Heidi Schreck’s “What the Constitution Means to Me” Is Coming to Portland Center Stage

Star Rebecca Lingafelter and director Marissa Wolf discuss staging a play that wrestles with whether the vision of the Founding Fathers can be salvaged.

Rebecca Lingafelter (T A M E R A LY N / C O U R T E S Y O F P O R T L A N D C E N T E R S T A G )

“Every time I walk out there, the world has changed,” Heidi Schreck has said of her inventive blend of theater and debate, What the Constitution Means to Me, a finalist for the 2019 Pulitzer Prize for Drama.

Schreck’s thesis is that the Constitution, and American history in general, is built on the folly of man—specifically the Founding Fathers, plus later lawmakers and judges, adding and interpreting amendments.

“Now, did they get everything right? No,” she says in character as her teenage self, speaking at the American Legion hall in Wenatchee, Wash.

Exactly one year ahead of the next presidential inauguration, Portland Center Stage will open a new production of Schreck’s play, directed by Marissa Wolf and starring Rebecca Lingafelter, an associate professor of theater at Lewis & Clark College (and the artistic co-director of Portland Experimental Theatre Ensemble).

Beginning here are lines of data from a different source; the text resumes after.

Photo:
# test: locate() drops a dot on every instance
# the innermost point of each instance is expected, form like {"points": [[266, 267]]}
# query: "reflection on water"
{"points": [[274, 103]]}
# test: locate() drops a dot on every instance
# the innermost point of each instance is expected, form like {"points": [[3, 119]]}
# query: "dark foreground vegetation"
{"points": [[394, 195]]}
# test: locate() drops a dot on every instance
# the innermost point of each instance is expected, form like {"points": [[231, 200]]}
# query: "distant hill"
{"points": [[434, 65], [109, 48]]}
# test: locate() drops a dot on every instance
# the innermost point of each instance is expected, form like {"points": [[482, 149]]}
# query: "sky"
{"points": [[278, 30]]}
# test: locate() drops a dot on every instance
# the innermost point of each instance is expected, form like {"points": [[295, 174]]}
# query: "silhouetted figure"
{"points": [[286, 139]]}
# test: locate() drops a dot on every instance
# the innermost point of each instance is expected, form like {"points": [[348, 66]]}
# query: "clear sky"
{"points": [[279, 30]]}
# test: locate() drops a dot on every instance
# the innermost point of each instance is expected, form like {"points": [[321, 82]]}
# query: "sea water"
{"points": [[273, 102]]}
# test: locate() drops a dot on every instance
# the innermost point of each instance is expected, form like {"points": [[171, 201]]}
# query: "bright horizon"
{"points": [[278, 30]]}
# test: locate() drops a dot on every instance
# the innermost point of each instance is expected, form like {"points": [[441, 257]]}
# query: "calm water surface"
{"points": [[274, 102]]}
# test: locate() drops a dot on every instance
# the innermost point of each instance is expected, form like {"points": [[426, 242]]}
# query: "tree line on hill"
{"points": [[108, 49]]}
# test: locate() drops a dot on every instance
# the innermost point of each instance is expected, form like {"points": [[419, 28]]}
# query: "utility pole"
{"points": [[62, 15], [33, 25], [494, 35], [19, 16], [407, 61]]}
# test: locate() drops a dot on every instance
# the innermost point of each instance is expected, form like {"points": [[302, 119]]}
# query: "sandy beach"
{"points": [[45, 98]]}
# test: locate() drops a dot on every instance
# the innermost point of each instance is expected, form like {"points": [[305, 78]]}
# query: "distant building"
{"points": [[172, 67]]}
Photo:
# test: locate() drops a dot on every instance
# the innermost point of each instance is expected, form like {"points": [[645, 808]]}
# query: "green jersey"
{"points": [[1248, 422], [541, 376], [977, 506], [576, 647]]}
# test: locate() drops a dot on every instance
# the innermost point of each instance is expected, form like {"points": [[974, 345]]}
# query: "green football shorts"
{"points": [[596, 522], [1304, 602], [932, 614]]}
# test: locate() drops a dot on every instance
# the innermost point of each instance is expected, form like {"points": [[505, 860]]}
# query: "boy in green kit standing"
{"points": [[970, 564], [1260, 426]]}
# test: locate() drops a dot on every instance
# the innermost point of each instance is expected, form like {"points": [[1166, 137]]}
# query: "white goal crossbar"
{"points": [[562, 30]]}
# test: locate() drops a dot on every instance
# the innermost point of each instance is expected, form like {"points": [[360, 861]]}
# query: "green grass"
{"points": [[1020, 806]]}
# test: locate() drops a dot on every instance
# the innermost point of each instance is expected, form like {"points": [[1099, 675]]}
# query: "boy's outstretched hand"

“We decided to program this play in this season, knowing we would be heading into the election,” Wolf tells WW. “I’m so taken by Heidi Schreck’s gorgeously personal narrative. It’s a welcoming play for all to enter the dialogue.” Referring to the Legion hall setting, Wolf describes the play as “this diorama based on [Schreck’s] memories” (the playwright was born in Wenatchee in 1971).

What the Constitution Means to Me debuted in 2017 at Clubbed Thumb’s Summerworks festival in New York City, with Schreck playing the autobiographical lead role, inspired by her own experiences in debate club, as well as her ancestors. Her forebears are survivors of chillingly normalized sex-based violence (her great-grandmother Theresa was a mail-order bride who was sent from Germany to the United States and died at 36).

This, plus judicial precedent—such as Castle Rock v. Gonzales in 2005, in which the late Supreme Court Justice Antonin Scalia struck down Jessica Gonzales’s constitutional claim to enforcement of a restraining order against her husband—showed Schreck the Constitution’s failure to protect women and other historically marginalized people.

Though Schreck spent decades planning her play, its debut in 2017 came on the heels of Lin-Manuel Miranda’s smash hit Hamilton. Schreck’s and Miranda’s plays work as foils to each other. Miranda’s script focuses more on the Founding Fathers as idealists with foibles, while Schreck looks more at flaws in the system itself; Miranda has exuberantly led his cast on Broadway, while Schreck has introduced her play with frantic, often darkly humorous standup-comic energy.

“I’m a pretty physical actor,” Lingafelter says. “I work from the body a lot…[and] the text, and [Schreck’s] enthusiasm for this contest when she was young, impact my voice and how I get into her character.”

Lingafelter hopes the play impacts younger viewers. “Heidi is an extraordinary writer,” she says. “She wrote the play for her voice…[she] talks a lot about the ways younger generations influence her. I learn so much from them as well. [My students] will come see the play, and we’ll discuss it in class.”

That debate experience sets up this play’s unique selling point. Traditionally, each production has had Schreck debate a local high school student whether the U.S. Constitution should be abolished, or upheld, flaws and all.

“There’s a version where I play the proposition, and a version where I play the opposition,” Lingafelter says, “and we flip a coin for it. We’ve been studying debate format, arguments, cross examination. We’ve been watching young debaters; they’re so fast and intelligent and formal.”

“Every other show, one of two young people will perform,” Wolf adds. “For the first round, we invited them to submit a self tape, wrestling with their own relationship to the Constitution. We wanted to work with opinionated, passionate young people.”

Asked whether the recent Portland Public Schools strike affected reaching out to students and staff, Wolf said, “That was tricky timing…but we centered our audition process in December” (Alabaster C.K. Richard, a student at Cleveland High School, and Divine Crane, a student at Aloha High School, were ultimately cast as the play’s young debaters).

Preview shows will include debate sessions as well, which Wolf describes as a “truly a beautiful part of the full play. It’s intrinsically part of the experience.” For audiences, the debates might double as preparation for a likely tumultuous election year.

SEE IT: What the Constitution Means to Me plays at Portland Center Stage, 128 NW 11th Ave., 503-445-3700, pcs.org. 7:30 pm Wednesday-Sunday, 2 pm Saturday-Sunday, 2 pm select Thursdays, Jan. 20-Feb. 18. $24-$93.